With only minimal prompting from reporters, in a post-victory press center soliloquy, Spieth acknowledged that he has been more haunted than he has let on by what happened at Augusta. He knew that blowing this Open at Birkdale would have reinforced the perception–both from the public and possibly within himself–that he’d gotten derailed from the historical path to greatness. For Spieth, the special pressure of Sunday was that it was a fork in the road.

“Before the round,” Spieth said, “I thought I have a reputation as being able to close, but I was hesitant in saying "majors" to myself, because there was a lot of–I put a lot of pressure on myself unfortunately, and not on purpose, before the round today, just thinking this is the best opportunity that I've had since the '16 Masters. And if it weren't to go my way today, then all I'm going to be questioned about and thought about and murmured about is in comparison to that, and that adds a lot of pressure to me.

'Do you remember that group you were with? You're that caliber of an athlete.' Caddie Michael Greller, speaking to Jordan

“After four holes it was even more so. And I wasn't questioning myself as a closer, but I was questioning why I couldn't just perform the shots that I was before. I was just as nervous yesterday during the round, and I knew the conditions were harder, but I just wasn't executing. And sometimes you just can't really figure it out, put your finger on it. Am I pulling it? Pushing it? Am I doing both? What's going on with the stroke? It's just searching. And during the round today I definitely thought while any kind of fear or advantage that you can have in this moment over other individuals, not just Matt Kuchar today, but other people that are watching, that's being taken away by the way that I'm playing right now. And that was really tough to swallow. And that kind of stuff goes into your head. I mean, we walked for two minutes, three minutes in between shots. And you can't just go blank. You wish you could, but thoughts creep in.”

Spieth has come to accept that such a mental burden is what unavoidably comes with the all-encompassing commitment to being the best player of his time. “Things have happened very quickly, good and bad, because a lot comes with it,” he continued. “And a lot more attention, a lot more–versus just being able to kind of go about your own thing. And I never realized how underrated that was. I wanted to be in this position but then, you know, here and there, it becomes harder when it doesn't go your way. And you're harder on yourself because you expect so much.’

In the end, the foundation for how Spieth rebounded on Sunday was a reminder he received from Greller as they were walking off the seventh tee. Alluding to photo recently taken in Cabo San Lucas in which Spieth posed with among others, Michael Jordan, Michael Phelps and Russell Wilson, Greller called Spieth and quietly but firmly exhorted his man.

“He said, ‘I've got something to say to you,’” Spieth said. “He said ‘Do you remember that group you were with? You're that caliber of an athlete. But I need you to believe that right now because you're in a great position in this tournament. This is a new tournament. We're starting over here.’ I'll never forget what Michael–how he told me that, when he told me that and the significance that it had.”
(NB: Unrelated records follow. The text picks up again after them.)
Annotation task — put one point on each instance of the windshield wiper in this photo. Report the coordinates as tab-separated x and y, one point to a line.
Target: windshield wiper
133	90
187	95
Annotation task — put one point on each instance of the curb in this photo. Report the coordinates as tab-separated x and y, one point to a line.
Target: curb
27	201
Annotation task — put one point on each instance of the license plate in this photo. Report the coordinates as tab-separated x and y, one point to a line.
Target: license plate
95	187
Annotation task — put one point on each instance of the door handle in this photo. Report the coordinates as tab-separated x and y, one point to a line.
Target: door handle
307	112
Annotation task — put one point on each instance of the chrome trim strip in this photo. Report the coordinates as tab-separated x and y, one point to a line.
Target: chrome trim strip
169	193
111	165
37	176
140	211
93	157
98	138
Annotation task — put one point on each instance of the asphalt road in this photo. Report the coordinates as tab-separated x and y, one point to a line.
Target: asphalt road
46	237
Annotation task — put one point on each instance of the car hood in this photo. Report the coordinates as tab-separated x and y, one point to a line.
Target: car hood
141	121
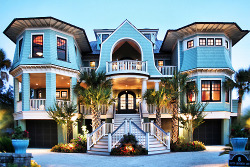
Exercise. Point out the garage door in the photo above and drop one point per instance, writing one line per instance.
(43, 134)
(209, 132)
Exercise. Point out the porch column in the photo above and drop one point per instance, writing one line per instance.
(143, 90)
(50, 89)
(16, 94)
(157, 85)
(26, 92)
(73, 97)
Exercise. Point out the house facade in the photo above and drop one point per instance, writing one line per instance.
(51, 53)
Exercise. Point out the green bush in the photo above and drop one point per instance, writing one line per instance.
(6, 145)
(185, 147)
(129, 146)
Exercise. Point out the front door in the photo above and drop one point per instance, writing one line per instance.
(126, 102)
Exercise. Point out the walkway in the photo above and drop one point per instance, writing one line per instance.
(208, 158)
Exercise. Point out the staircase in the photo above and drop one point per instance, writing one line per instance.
(155, 145)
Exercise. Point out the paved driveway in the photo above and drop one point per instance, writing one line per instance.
(208, 158)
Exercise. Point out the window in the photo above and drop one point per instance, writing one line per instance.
(211, 91)
(218, 41)
(92, 64)
(37, 46)
(148, 36)
(20, 46)
(202, 41)
(104, 37)
(160, 62)
(227, 95)
(61, 48)
(190, 44)
(190, 92)
(210, 42)
(226, 44)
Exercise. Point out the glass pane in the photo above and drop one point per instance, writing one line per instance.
(130, 102)
(123, 102)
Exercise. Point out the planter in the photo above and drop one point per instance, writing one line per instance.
(20, 146)
(239, 143)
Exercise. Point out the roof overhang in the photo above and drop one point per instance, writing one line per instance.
(231, 29)
(18, 25)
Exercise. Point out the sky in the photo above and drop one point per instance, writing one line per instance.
(162, 14)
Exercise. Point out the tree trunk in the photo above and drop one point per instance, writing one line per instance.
(158, 116)
(174, 135)
(239, 108)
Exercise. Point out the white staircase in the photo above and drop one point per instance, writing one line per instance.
(155, 146)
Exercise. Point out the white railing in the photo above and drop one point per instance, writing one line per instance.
(126, 66)
(164, 109)
(87, 110)
(19, 106)
(61, 103)
(117, 135)
(37, 104)
(98, 133)
(87, 69)
(159, 133)
(140, 135)
(167, 70)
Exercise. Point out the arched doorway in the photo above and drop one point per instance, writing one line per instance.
(126, 102)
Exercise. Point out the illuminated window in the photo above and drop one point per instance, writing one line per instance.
(190, 93)
(202, 41)
(160, 63)
(210, 42)
(20, 46)
(37, 46)
(148, 36)
(226, 44)
(218, 41)
(61, 48)
(190, 44)
(211, 91)
(104, 37)
(92, 64)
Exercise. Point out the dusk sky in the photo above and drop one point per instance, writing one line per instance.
(162, 14)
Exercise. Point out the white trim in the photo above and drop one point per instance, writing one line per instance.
(59, 36)
(31, 46)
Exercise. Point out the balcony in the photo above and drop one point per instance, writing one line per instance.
(167, 70)
(126, 66)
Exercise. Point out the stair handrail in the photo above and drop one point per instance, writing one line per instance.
(117, 135)
(96, 135)
(140, 135)
(160, 134)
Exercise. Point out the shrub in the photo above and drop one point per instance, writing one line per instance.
(6, 145)
(129, 146)
(189, 146)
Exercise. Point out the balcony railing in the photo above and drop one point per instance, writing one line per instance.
(167, 70)
(87, 69)
(124, 66)
(37, 104)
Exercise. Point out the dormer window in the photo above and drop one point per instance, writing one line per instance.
(104, 37)
(61, 48)
(148, 36)
(37, 46)
(20, 46)
(190, 44)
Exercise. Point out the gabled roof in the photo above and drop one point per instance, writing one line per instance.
(18, 25)
(231, 29)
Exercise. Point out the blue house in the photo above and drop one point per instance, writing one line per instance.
(51, 53)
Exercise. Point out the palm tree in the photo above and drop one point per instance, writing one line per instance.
(159, 99)
(175, 87)
(96, 93)
(241, 83)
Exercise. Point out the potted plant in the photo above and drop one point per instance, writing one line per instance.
(239, 136)
(20, 140)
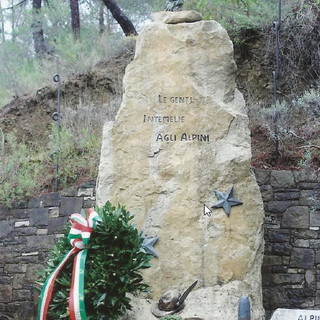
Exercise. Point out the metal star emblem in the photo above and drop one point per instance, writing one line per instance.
(226, 200)
(147, 245)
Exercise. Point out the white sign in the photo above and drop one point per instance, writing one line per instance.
(296, 314)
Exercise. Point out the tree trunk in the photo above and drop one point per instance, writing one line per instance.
(102, 26)
(75, 18)
(124, 22)
(2, 25)
(37, 29)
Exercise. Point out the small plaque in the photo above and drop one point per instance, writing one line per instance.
(296, 314)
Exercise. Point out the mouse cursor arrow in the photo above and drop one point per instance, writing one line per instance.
(207, 211)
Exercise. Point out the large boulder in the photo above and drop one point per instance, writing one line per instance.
(181, 133)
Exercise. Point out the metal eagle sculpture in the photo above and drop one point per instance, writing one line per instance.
(174, 5)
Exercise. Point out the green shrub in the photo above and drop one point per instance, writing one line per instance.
(112, 267)
(20, 170)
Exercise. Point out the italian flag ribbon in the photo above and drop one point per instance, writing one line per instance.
(79, 236)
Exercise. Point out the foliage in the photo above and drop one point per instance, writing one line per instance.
(172, 318)
(300, 46)
(20, 169)
(26, 171)
(236, 15)
(112, 267)
(76, 155)
(293, 126)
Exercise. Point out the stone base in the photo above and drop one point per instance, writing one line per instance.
(213, 303)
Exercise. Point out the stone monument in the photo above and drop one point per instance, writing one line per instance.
(178, 156)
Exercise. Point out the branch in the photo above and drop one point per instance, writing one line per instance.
(124, 22)
(16, 5)
(308, 146)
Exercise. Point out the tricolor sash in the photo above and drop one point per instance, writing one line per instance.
(79, 236)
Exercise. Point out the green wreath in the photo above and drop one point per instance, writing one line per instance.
(112, 268)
Asked to elaborate on that significance, and what allowed him to “summon his burst,” Spieth paused. For a moment, his modesty and his sure sense of self were at war. But only for a moment. Spieth, after all, dearly wants to be and in fact, is, a great golfer.

“I'm not sure,” he began. “I think just a little bit of belief that you are, you know. Michael Jordan and Michael Phelps are the greatest to ever do what they did, and I'm not. But if you believe that you are, then you're almost as good as being that. And it's so hard in that situation to believe that, but just having just the slightest bit of belief in it makes you so confident. And I thought that that was so well said. It was just such the right time.”

More specifically, turning point time. Which is what made what Spieth did at Royal Birkdale so incredibly clutch.